The self-hosted open-source LLM pitch sounds compelling. Own your model. No per-token costs. Train it on your data. Run it on your hardware. Total control.
Then you do the math.
The Critical Requirement: Tool Use
Our AI assistant doesn't write poetry. It parses natural language into structured operations. "Order a Bergara for Richard at 15% margin" needs to resolve into the right handler, the right parameters, the right sequence of API calls. That's tool use — and it's where frontier models are significantly ahead of open-source alternatives.
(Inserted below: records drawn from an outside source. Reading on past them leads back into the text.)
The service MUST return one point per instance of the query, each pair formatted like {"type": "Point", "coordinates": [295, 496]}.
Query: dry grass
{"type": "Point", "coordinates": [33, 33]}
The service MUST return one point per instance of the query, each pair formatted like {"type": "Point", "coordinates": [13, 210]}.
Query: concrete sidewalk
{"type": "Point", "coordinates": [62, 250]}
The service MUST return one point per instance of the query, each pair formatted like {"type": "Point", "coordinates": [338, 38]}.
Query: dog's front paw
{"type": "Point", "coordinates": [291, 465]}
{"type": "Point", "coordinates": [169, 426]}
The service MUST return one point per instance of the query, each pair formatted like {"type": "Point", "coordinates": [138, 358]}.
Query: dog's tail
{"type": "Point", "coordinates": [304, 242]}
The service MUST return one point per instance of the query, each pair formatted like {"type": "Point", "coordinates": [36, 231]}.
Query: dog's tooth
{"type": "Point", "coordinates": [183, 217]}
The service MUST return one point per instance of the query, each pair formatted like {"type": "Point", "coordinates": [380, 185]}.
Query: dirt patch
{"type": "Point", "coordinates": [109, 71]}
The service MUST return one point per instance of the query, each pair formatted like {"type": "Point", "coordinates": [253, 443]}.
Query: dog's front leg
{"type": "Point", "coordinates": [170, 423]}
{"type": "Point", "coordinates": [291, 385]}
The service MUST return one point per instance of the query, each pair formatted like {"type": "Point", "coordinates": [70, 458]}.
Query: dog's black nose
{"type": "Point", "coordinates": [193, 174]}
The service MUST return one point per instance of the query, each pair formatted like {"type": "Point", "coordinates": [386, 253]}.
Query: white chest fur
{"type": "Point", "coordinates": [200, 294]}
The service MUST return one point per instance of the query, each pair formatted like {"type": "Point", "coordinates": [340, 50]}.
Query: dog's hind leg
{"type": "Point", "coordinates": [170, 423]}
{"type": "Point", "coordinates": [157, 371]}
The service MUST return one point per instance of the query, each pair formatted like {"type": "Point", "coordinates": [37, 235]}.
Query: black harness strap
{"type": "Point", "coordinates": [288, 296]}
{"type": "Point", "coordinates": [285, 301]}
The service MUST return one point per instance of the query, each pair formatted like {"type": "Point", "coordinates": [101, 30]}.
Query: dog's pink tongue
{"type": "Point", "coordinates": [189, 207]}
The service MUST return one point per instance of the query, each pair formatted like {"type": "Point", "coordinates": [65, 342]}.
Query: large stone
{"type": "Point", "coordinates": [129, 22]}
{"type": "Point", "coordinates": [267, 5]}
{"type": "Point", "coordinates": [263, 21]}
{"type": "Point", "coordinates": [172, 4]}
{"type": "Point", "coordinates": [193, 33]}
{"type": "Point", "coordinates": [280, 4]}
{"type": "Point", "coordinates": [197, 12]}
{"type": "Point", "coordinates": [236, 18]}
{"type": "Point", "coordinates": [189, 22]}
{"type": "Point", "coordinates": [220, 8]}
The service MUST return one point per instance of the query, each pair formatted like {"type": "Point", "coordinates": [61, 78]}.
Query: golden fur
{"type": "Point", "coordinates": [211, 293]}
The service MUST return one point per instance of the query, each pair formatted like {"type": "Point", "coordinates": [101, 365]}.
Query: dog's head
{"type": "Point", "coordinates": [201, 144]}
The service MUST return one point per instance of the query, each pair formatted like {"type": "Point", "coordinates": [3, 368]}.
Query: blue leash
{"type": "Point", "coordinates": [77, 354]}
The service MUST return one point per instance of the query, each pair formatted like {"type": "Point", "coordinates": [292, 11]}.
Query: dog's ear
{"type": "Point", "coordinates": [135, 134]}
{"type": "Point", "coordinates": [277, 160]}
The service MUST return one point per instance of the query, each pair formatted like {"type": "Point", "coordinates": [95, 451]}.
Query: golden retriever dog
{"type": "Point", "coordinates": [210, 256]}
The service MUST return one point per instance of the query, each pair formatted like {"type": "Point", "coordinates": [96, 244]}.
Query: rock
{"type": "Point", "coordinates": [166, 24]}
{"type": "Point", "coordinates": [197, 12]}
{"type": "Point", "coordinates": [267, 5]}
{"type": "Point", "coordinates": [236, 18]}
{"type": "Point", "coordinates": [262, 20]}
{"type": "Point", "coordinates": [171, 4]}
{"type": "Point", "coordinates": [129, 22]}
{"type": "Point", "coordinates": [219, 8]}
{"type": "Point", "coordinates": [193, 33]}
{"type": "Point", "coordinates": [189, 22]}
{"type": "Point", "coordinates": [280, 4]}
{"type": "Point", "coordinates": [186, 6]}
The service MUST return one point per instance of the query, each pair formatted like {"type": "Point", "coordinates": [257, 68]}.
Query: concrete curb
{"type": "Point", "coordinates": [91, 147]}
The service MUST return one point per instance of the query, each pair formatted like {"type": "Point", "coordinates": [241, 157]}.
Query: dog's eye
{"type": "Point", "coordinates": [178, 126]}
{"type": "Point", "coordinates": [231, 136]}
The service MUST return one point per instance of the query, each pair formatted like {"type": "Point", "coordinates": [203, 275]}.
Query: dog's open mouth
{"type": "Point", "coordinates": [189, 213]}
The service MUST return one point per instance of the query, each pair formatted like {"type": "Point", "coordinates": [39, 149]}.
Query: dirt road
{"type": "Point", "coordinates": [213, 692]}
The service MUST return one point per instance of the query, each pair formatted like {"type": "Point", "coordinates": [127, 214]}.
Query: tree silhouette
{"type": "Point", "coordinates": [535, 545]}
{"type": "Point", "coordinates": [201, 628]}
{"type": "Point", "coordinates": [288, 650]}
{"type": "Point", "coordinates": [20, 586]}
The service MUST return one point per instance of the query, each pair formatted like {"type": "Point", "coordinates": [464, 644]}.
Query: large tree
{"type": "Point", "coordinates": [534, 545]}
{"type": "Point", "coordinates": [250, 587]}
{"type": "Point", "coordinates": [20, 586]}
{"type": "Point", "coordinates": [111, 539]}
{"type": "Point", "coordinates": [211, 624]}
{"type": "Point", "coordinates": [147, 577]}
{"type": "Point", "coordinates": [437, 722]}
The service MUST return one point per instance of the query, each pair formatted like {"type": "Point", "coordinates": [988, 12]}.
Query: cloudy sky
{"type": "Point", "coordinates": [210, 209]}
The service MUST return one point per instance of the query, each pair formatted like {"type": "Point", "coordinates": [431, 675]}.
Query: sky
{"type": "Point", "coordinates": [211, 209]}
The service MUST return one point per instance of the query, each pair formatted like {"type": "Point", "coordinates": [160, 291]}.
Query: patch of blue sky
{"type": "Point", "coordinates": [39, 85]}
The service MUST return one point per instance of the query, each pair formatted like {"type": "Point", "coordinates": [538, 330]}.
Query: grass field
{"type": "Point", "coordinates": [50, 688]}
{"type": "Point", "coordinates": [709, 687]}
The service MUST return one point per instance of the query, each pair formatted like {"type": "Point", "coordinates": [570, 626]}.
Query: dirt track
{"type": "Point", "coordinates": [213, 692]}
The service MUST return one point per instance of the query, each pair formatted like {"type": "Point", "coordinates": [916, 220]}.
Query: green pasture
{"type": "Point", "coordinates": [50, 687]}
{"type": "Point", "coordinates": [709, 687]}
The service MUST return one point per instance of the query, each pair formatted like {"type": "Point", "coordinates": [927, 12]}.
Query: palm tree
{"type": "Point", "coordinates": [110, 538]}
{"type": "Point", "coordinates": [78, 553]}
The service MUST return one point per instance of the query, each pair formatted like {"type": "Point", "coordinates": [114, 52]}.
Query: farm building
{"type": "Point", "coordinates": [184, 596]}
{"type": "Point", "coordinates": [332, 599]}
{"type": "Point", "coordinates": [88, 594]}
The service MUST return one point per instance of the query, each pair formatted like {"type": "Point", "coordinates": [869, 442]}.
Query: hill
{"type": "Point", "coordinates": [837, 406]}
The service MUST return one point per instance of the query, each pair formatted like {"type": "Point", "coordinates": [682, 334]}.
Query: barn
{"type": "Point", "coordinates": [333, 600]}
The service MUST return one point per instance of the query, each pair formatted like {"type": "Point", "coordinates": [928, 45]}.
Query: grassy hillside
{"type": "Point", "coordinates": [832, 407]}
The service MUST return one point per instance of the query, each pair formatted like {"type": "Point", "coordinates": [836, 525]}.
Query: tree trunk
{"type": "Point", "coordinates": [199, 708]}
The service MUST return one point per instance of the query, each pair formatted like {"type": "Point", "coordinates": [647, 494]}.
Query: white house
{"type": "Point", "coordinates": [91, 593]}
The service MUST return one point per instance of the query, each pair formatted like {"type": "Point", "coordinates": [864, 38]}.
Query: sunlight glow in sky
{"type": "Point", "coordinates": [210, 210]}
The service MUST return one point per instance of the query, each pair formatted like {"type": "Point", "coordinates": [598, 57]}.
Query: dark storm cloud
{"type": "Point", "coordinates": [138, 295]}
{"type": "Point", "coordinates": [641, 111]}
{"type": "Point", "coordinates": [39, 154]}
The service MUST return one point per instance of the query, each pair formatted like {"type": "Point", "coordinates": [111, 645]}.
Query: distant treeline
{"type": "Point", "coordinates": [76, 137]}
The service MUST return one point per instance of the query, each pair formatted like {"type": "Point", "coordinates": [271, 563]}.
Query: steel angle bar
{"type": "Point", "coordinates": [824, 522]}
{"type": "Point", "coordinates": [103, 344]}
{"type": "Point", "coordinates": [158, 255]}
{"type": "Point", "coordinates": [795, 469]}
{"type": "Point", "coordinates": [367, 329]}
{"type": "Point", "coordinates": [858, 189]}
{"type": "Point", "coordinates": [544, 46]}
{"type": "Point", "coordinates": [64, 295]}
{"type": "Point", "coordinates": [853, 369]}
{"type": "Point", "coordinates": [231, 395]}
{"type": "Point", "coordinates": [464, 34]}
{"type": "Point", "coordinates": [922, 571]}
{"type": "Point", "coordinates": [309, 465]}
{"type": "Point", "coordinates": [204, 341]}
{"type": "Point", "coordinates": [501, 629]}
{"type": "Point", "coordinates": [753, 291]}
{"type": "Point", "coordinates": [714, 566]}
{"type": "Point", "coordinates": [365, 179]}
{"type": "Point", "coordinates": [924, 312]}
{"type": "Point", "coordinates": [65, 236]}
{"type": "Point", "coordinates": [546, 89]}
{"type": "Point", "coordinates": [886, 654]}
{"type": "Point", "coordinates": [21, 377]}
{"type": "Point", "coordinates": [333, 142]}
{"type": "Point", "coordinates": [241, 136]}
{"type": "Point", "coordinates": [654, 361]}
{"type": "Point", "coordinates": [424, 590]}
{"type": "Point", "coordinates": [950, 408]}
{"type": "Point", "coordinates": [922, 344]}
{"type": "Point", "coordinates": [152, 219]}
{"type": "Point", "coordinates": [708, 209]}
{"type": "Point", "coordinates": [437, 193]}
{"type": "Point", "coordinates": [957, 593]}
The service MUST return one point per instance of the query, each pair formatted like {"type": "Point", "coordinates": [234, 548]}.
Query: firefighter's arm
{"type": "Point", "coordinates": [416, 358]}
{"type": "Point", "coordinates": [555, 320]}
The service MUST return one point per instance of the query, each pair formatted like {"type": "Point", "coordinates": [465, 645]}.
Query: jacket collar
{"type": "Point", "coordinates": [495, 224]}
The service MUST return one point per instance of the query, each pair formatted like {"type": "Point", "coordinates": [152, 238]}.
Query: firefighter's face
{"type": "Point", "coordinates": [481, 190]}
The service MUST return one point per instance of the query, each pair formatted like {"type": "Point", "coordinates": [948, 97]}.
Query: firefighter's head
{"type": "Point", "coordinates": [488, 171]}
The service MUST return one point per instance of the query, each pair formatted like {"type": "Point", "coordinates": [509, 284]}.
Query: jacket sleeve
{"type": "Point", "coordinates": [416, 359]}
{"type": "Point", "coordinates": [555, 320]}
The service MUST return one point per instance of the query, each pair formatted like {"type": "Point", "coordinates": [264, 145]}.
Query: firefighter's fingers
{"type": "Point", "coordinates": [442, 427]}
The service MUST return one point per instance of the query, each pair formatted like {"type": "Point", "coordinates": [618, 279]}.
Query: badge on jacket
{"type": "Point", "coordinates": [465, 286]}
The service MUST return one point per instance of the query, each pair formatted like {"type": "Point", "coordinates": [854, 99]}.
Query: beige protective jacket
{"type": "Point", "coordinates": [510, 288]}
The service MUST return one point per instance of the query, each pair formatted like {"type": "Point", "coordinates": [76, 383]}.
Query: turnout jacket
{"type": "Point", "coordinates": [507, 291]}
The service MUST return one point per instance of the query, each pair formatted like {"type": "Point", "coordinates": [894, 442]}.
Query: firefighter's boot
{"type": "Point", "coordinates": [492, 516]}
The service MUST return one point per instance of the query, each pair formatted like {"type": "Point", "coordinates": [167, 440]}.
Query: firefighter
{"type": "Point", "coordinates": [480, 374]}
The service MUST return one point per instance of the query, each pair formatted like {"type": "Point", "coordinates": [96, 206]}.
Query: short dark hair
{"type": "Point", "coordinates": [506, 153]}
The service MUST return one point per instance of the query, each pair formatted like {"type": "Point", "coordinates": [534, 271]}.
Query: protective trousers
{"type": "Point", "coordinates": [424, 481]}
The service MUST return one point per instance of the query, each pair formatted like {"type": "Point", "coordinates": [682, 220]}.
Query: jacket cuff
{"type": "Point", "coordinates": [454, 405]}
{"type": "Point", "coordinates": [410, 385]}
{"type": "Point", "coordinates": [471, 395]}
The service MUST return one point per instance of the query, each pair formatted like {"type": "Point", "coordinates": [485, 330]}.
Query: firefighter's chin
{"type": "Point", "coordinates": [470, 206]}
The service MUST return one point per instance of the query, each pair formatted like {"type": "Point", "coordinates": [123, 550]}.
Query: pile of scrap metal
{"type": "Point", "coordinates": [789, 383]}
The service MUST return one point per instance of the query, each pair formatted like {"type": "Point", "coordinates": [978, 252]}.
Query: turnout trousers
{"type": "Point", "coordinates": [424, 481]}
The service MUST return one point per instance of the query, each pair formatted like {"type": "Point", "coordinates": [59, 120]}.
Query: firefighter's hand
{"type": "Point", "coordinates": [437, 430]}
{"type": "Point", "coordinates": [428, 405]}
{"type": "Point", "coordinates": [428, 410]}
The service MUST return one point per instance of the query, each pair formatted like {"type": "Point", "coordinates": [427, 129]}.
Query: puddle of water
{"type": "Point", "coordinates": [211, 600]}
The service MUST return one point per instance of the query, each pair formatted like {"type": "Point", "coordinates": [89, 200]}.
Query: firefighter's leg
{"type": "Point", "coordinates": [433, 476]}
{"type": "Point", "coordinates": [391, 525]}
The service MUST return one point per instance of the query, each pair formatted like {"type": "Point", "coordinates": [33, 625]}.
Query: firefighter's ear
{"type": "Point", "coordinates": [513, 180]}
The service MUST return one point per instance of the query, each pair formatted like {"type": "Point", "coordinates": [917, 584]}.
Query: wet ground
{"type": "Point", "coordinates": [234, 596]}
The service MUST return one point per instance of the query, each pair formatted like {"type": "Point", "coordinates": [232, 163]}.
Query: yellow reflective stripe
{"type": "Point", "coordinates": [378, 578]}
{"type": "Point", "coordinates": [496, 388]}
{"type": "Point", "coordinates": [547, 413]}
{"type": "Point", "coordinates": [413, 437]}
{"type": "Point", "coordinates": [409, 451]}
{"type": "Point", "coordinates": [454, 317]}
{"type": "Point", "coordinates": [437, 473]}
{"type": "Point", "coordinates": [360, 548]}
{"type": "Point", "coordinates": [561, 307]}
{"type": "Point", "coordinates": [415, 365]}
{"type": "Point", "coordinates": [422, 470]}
A model that gets the answer right 90% of the time is unusable for operational software. When a dealer says "invoice that order," you need 100% reliability on intent parsing. One misrouted command is a compliance issue, a financial error, or a lost customer. We tested open-source models. The tool-use reliability gap wasn't close.
The GPU Math
| Approach | Monthly Cost | Notes |
|---|---|---|
| Self-hosted (A100 instance) | $1,500 – $3,000 | 24/7 for availability. Plus DevOps time. |
| API (Claude via Bedrock) | $100 – $250 | At startup scale (50 dealers). Pay per token. |
| Break-even point | — | Hundreds of active tenants. Years away. |
The break-even math is clear: you need hundreds of active tenants running thousands of daily conversations before self-hosting makes economic sense. At startup scale, API costs are a rounding error compared to GPU hosting.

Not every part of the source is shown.